In the tutorial that took place after the lecture, where students and TAs were able to discuss the ideas with each other, I found it interesting that a lot of people seemed to think it had to be one way or the other: embracing a 4.0 GPA is somehow a rejection of the arts, and it’s only smug science students who get high grades. Discipline and a work ethic shouldn’t be rewarded–they should be stigmatized. If you have anything higher than a 2.8 GPA, you’re not creative or intellectual. You’re afraid to take risks and live in the real world–a robot who’s just following instructions. Part of a flock of sheep.
Yeah, sitting in that tutorial, I felt like I was in enemy territory. It was very uncomfortable. Kind of like if you were sitting in the middle of a crowded cafeteria and suddenly, everyone started declaring Holy Allegiance to the Underground Mole King, and all traitors should be TORTURED AND MUTILATED AND CHEESE GRATED TO DEATH. It was one of those, “I wish I had a jet pack” kind of moments.
I also found it interesting that some of the students also had obvious contempt for the sciences, and seemed to think that all science students are disrespectful of the arts. Like we all get together in Nerd Conferences and make fun of arts students behind their backs, and say things like, “How can a course in philosophy lead to a viable career? If a textbook doesn’t contain at least a couple equations and words like ‘entropy,’ it’s a joke.” At least, I know none of my friends in the biomedical sciences think that way.

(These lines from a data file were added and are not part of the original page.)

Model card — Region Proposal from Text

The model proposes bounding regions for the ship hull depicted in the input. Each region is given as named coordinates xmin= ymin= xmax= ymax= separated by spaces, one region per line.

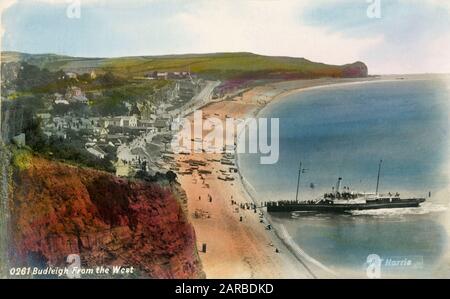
xmin=267 ymin=199 xmax=425 ymax=213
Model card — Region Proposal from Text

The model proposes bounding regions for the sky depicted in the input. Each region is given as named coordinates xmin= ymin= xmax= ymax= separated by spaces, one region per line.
xmin=0 ymin=0 xmax=450 ymax=74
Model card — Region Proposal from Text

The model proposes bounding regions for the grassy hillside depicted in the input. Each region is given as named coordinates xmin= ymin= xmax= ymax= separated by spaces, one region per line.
xmin=2 ymin=52 xmax=367 ymax=79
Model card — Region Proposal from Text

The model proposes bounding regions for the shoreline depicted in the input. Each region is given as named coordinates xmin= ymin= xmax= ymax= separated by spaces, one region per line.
xmin=173 ymin=77 xmax=418 ymax=278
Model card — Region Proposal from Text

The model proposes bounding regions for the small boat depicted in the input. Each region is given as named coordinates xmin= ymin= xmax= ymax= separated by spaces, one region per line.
xmin=266 ymin=161 xmax=425 ymax=213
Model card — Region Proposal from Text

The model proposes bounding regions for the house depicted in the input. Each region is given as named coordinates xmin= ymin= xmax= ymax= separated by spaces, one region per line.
xmin=65 ymin=86 xmax=89 ymax=104
xmin=86 ymin=145 xmax=106 ymax=159
xmin=156 ymin=72 xmax=169 ymax=79
xmin=154 ymin=118 xmax=168 ymax=132
xmin=120 ymin=115 xmax=138 ymax=127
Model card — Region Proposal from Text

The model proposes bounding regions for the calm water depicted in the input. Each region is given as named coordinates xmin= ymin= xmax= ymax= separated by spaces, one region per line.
xmin=239 ymin=79 xmax=450 ymax=277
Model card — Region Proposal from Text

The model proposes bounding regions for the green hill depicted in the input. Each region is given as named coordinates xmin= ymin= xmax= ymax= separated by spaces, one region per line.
xmin=2 ymin=52 xmax=368 ymax=79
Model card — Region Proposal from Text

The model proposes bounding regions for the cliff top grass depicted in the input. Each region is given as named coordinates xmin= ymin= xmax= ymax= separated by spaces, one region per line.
xmin=12 ymin=148 xmax=33 ymax=171
xmin=2 ymin=52 xmax=366 ymax=80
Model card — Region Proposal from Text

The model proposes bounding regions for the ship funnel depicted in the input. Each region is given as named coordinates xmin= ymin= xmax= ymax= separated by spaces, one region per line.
xmin=336 ymin=178 xmax=342 ymax=192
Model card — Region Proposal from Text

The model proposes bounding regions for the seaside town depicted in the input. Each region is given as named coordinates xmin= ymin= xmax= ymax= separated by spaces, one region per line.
xmin=2 ymin=64 xmax=251 ymax=185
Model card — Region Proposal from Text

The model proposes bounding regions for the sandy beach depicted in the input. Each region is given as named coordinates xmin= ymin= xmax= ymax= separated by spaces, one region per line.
xmin=177 ymin=78 xmax=388 ymax=278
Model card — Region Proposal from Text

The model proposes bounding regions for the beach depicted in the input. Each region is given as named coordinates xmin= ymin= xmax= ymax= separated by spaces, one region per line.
xmin=177 ymin=78 xmax=380 ymax=278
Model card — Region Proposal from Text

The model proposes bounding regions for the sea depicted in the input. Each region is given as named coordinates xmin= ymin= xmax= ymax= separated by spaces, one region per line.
xmin=238 ymin=76 xmax=450 ymax=278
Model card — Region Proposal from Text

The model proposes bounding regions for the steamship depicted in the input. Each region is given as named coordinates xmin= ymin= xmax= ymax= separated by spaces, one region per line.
xmin=266 ymin=161 xmax=425 ymax=213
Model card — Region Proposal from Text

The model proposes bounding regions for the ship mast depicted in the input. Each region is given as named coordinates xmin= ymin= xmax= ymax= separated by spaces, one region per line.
xmin=295 ymin=161 xmax=306 ymax=202
xmin=375 ymin=160 xmax=383 ymax=195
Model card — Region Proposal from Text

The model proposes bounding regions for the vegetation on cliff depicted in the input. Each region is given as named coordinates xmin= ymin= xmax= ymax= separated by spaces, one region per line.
xmin=2 ymin=52 xmax=368 ymax=80
xmin=10 ymin=156 xmax=204 ymax=278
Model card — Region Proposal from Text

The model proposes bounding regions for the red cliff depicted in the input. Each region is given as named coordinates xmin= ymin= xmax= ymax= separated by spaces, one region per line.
xmin=11 ymin=157 xmax=203 ymax=278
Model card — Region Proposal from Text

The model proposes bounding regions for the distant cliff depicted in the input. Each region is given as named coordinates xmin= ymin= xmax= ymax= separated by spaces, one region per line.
xmin=2 ymin=52 xmax=368 ymax=80
xmin=10 ymin=152 xmax=204 ymax=278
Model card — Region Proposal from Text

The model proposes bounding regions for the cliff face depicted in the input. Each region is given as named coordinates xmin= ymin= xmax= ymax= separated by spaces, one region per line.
xmin=11 ymin=157 xmax=203 ymax=278
xmin=342 ymin=61 xmax=369 ymax=78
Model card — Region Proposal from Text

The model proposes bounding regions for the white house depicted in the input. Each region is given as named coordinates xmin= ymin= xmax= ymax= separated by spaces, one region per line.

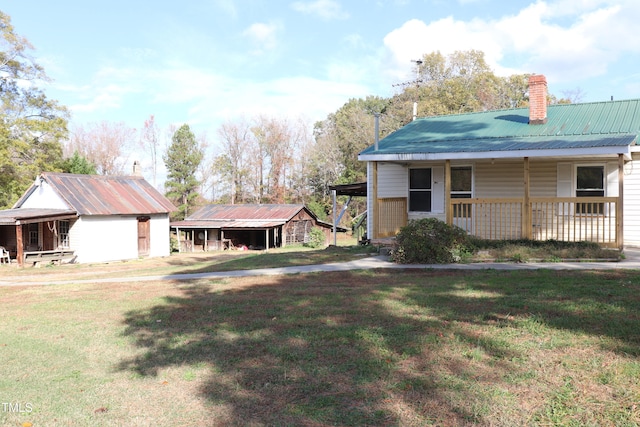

Not to mention, med schools are increasingly embracing non-traditional backgrounds. More and more schools are dropping science prerequisites and MCAT requirements. And every med school across Canada looks at more than just marks. Extracurricular activities, life experience and even essay-writing skills are often evaluated, and although the exact weighting formula varies depending on the school, all of these non-academic criteria are important. Of course, it’s wrong to think that a doctor with a background in the arts would automatically be more creative, innovative and people-oriented than someone from the sciences. Just like it would be wrong to assume that someone with a science background is automatically harder working and more disciplined.
The point is, it doesn’t have to be one extreme or the other. In a field like medicine, the ‘entrepreneur’ mentality is definitely a valuable asset. After all, lots of scientific discoveries were mistakes to begin with. And new, innovative surgical techniques are the result of experimentation. But I’m sure those medical researchers and surgeons had high GPAs.
At least I feel better about my physics and organic chemistry marks now. Apparently I can make a political stance out of it. Any low marks I’ve ever gotten were a deliberate choice. I was learning how to be an entrepreneur.
Mind you, if I was having open heart surgery, I wouldn’t want my surgeon to be a “creative entrepreneur.” I’d want them to be a perfectionist who had a 4.0 GPA. Someone who is afraid to make mistakes.